Kenneth Hawk, from the U.S. Public Defender's office, was appointed to be the attorney for Larry Gene North in the initial phase of the legal proceedings against him.
“I am seeking a mental health evaluation to determine his competency because I have questions about his ability to assist in his defense,” Hawk said to Judge Love.
Hawk said in the courtroom that he had spent about 25 to 30 minutes with North before his appearance on Thursday, and had also visited with his family.
During a press conference at the U.S. Attorney's Office in Tyler this morning (see video above), some of the points revealed include:
* North's motivation for allegedly placing 36 explosive devices around East Texas may have included the fact that "he did not care for the U.S. government."
* North is believed to be responsible for the rash of both pipe bombs and Molotov-cocktail-type devices.
North was indicted by a federal grand jury Wednesday morning prior to his arrest, which occurred at 11 a.m. after he was observed placing an object in a U.S. Postal Service mailbox in the Tanglewood East Shopping Center in Tyler.

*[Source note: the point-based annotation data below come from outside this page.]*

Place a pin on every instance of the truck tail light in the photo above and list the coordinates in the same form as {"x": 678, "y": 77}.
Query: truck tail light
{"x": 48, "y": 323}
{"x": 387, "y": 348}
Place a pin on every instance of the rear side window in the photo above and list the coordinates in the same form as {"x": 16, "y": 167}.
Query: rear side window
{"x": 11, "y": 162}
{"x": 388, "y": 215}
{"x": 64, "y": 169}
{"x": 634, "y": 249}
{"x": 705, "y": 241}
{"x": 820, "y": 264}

North faces felony charges in a months-long string of pipe bombs deposited in U.S. Postal Service boxes and other East Texas targets.

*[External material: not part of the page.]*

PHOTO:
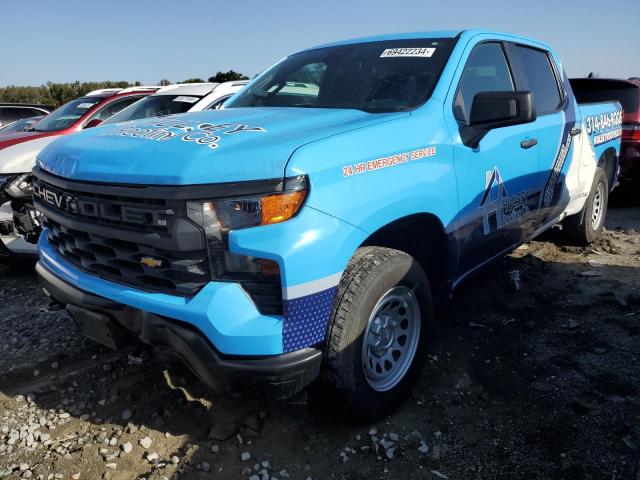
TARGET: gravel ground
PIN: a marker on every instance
(540, 382)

U.S. Attorney's Office officials said North is suspected of placing an explosive device in the Lone Star Baptist Church in Henderson County on Feb. 11, 2010, and in the Duncan Cemetery in Rusk County on Feb. 19.

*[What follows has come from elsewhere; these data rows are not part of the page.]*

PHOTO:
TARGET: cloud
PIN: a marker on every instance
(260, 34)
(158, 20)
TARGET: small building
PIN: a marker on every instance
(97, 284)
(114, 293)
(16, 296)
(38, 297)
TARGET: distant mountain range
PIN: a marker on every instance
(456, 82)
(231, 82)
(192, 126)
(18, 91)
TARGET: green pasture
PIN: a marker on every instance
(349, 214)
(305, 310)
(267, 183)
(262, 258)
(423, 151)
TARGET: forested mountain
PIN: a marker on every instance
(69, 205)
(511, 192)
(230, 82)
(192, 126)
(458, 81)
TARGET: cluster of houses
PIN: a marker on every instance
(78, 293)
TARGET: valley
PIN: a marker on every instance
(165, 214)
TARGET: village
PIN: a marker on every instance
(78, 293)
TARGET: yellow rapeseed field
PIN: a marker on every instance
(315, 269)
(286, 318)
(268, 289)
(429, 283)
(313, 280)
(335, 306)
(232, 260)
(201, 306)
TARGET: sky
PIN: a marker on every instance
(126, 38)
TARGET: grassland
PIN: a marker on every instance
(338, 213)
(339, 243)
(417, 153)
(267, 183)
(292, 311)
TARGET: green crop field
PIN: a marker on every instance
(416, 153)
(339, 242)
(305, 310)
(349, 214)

State and federal agents arrested North after an explosive device was discovered in a box at the Tanglewood Shopping Center on Loop 323 at Fifth Street in Tyler. Agents with the Bureau of Alcohol, Tobacco, Firearms and Explosives, FBI, U.S. Postal Inspector's Office and Texas Rangers were part of the arrest.
A robot plucked the device from the box and placed it into an explosive-safe transport container, which agents took to the Smith County Peace Officer's Firing Range behind the Smith County Low Risk Jail on Public Road off of U.S. Highway 69 north.
Agents then arrested North near the Smith County Peace Officer's Building on North Pointe Drive just outside Loop 323, which is close to the Low Risk Jail facility.
Tyler ATF agent Clay Alexander said at least one more explosive device was found in the handicapped-equipped van North was driving. Because of North's size and no special ramp available, trusties had to lift the man into the back of a Smith County Sheriff's Department van.
As he was wheeled into the van, North, who is balding with some wispy-gray hair, sneered and made an obscene gesture to the nearby media.
In search of evidence, agents, armed with a federal search warrant, also converged on North's home at 2863 County Road 401 in Henderson.
The explosive devices Wednesday marked more than 30 discovered in recent months. Officials have said the devices, if detonated, could have caused substantial property damage and killed anyone near them. Some devices have been hoaxes, such as the one discovered Tuesday off County Road 304 in Rusk County.
In addition to the pipe and bogus bombs, Molotov cocktails have been discovered in mailboxes as well.
"We are still investigating to see if he was involved in (Molotov cocktails) found in East Texas," Alexander said. "A lot of manpower went into this investigation from the ATF, FBI, U.S. Postal Service, Texas Rangers and other agencies. This has been a team effort much like we had with the church arsons a few months ago."
Alexander gave no investigation details but said multiple agencies "used a wide array of investigative techniques" to lead them to their suspect. He would not release information on what interviews with North revealed about the motive in the case.
In the late 1980s, Henderson police arrested North on a charge of unlawfully carrying a prohibited weapon, state records show. He was convicted of the Class A misdemeanor charge in 1989, but information was unavailable on whether he was sentenced to jail or just paid the $100 court fine.
Officials said the U.S. Attorney's Office is determining the felony charges North will face.